Effect of serum subfractions from peritoneal dialysis patients on Hep-G2 cell apolipoprotein A-I and B metabolism.

We previously showed that uremic serum subfractions isolated from hemodialysis (HD) patients inhibited the production of apolipoprotein (apo) A-I by human hepatoblastoma cells, Hep-G2. Because of the reported differences in atherogenic cardiovascular mortality between HD and peritoneal dialysis (PD) patients, we examined the effect of similar subfractions from PD patients on apo A-I and apo B synthesis. After obtaining informed consent, serum samples from five normal subjects and nine stable PD patients were applied to Sephadex G-25 columns to obtain the serum subfractions used in the various experiments. Sephadex G-25 chromatograms of PD sera showed a broad peak from fractions 30 through 60 (molecular wt 500 to 2000 Da). Control serum showed no peak in this region.
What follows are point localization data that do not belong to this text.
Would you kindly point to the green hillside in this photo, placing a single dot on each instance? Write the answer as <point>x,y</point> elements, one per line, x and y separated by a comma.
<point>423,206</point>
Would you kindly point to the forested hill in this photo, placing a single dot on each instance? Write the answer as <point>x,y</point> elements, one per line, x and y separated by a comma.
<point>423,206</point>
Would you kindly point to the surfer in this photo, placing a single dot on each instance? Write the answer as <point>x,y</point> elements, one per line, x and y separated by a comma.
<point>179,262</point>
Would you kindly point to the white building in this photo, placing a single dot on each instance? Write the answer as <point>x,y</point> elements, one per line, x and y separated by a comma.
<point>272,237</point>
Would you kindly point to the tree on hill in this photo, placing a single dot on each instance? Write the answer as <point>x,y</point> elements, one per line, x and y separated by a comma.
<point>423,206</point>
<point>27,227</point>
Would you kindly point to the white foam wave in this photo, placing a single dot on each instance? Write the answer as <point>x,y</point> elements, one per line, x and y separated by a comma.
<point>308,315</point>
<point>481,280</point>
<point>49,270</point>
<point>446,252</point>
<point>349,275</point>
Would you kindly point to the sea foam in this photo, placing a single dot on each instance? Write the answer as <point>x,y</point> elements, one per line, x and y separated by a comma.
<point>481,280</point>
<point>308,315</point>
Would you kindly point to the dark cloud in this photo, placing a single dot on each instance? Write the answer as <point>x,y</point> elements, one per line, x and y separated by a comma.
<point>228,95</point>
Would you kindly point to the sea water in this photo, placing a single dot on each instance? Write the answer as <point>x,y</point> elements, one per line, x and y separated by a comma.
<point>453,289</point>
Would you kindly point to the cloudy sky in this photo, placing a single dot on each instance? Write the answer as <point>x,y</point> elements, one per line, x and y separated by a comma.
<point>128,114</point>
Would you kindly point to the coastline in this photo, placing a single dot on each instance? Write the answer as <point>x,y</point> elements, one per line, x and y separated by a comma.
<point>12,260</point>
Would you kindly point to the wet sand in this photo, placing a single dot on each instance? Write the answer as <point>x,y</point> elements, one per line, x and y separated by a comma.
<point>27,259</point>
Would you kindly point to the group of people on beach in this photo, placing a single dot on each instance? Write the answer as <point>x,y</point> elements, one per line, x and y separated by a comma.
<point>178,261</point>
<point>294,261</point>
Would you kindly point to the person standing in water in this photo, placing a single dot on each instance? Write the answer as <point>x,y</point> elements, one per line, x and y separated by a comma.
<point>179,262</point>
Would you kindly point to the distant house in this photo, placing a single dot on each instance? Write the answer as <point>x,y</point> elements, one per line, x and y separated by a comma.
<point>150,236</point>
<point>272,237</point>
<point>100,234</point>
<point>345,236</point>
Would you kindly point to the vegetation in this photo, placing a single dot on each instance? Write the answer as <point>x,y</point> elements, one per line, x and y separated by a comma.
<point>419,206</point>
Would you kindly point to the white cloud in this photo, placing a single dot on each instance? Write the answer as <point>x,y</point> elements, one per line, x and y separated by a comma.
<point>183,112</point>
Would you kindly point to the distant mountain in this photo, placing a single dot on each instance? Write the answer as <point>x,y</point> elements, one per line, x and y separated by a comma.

PD serum subfractions decreased apo A-I synthesis, secretion, and apo A-I mRNA expression by Hep-G2 cells when compared to subfractions from control subjects. Cholesterol efflux studies showed that conditioned media obtained from Hep-G2 cells incubated with PD serum subfractions inhibited cholesterol efflux from fibroblasts, suggesting a biologically-significant decrease in apo A-I synthesis. PD serum subfractions increased protein synthesis and mRNA expressions of apo B by Hep-G2 cells. Therefore, serum subfractions obtained from PD patients decreased apo A-I and increased apo B synthesis, findings consistent with their serum lipoprotein profiles suggesting that a biologically-active component in these subfractions could contribute to the risk of atherogenic cardiovascular disease in PD.